Independent broker-dealer Cambridge Investment Research Inc. has been censured and fined $200,000 by the Financial Industry Regulatory Authority after the regulator found the firm failed to adequately supervise a registered representative who repeatedly recommended that customers sell unit investment trusts, or UITs, before their maturity dates, racking up nearly $390,000 in unnecessary costs for 184 retail clients over nearly three years.
The enforcement action, formalized through a letter of acceptance, waiver, and consent, or AWC, covers conduct from June 30, 2020, through February 2023. Cambridge, a FINRA member since December 1995, operates approximately 2,800 branch offices and employs roughly 4,900 registered representatives.
The case centers on a now-terminated representative whose UIT trading activity generated an outsized share of the firm’s internal compliance alerts. Although his recommendations accounted for only about 10% of Cambridge’s total UIT business, they produced roughly 60% of all firm-wide trade alerts for early UIT rollovers during his tenure.
UITs are SEC-registered investment vehicles that hold a fixed portfolio of securities and terminate on a specified maturity date, typically after 15 or 24 months. They carry meaningful upfront costs – including deferred sales charges of 1.35% to 2.30%, a 0.5% creation and development fee, and organization costs of 0.25% to 0.75%. When a customer holds a UIT to maturity, those costs are spread across the full investment period; when a representative recommends early redemption and reinvestment into a new UIT, the costs compound. A customer who cycled through three UITs in a 15-month window, for example, could pay sales charges of 6.45% or more, versus roughly 2.15% for a single buy-and-hold position.

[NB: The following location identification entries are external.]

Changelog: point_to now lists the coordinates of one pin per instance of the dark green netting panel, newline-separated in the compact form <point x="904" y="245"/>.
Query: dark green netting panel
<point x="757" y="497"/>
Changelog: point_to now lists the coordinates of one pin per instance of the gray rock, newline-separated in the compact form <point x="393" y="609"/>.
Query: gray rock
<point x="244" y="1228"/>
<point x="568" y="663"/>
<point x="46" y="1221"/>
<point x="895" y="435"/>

The representative’s customers sold 90% of their UIT positions before maturity, typically rolling proceeds directly into new UITs. On average, customers held their UITs for only 56% of their term lengths. Collectively, those recommendations caused 184 customers to incur at least $389,200.62 in costs they would not have faced had they held their positions to maturity.
The Cambridge case is notable not only for the representative’s conduct but for the extended period during which internal warnings went unheeded. As early as June 2020, supervisory personnel had begun escalating concerns — both about the volume of alerts the representative was generating and about the vague justifications he provided for his recommendations. By May 2021, compliance staff had separately flagged his pattern of selling UITs well ahead of their maturity dates.
Despite these repeated escalations, FINRA said the firm failed to take meaningful action. Supervisors did not challenge the representative’s stated rationales, nor did they conduct a substantive evaluation of the added costs his recommendations were imposing on customers. Cambridge’s supervisory system, while capable of generating alerts, was not backed by a sufficiently rigorous investigative response, FINRA found.
It was not until January 2023, when compliance personnel escalated directly to senior compliance leadership, that Cambridge took decisive action, conducting a formal investigation and terminating the representative the following month. FINRA has separately barred the representative from the securities industry for failing to respond to a Rule 8210 request for information.
FINRA acknowledged Cambridge’s proactive steps once the firm did act. Before regulators launched their own inquiry, Cambridge had terminated the representative, engaged an outside consultant to calculate customer harm, and voluntarily paid $389,200.62 in restitution to all 184 affected customers in April 2023. Those steps were credited in determining the final sanctions, which consisted of the censure and the $200,000 fine.
Reg BI Dimension
The case is also an early example of FINRA enforcement directly tied to Regulation Best Interest’s care obligation. Reg BI took effect on June 30, 2020 — the start date of the violation period cited in the AWC. Under the care obligation, broker-dealers must exercise reasonable diligence, care, and skill to ensure that recommendations are in the best interest of retail customers. Cambridge’s failure to supervise the representative’s UIT churn, FINRA found, meant the firm was not meeting that standard.
Cambridge Investment Research, headquartered in Fairfield, Iowa, operates Cambridge Investment Research Advisors Inc., a large corporate registered investment adviser.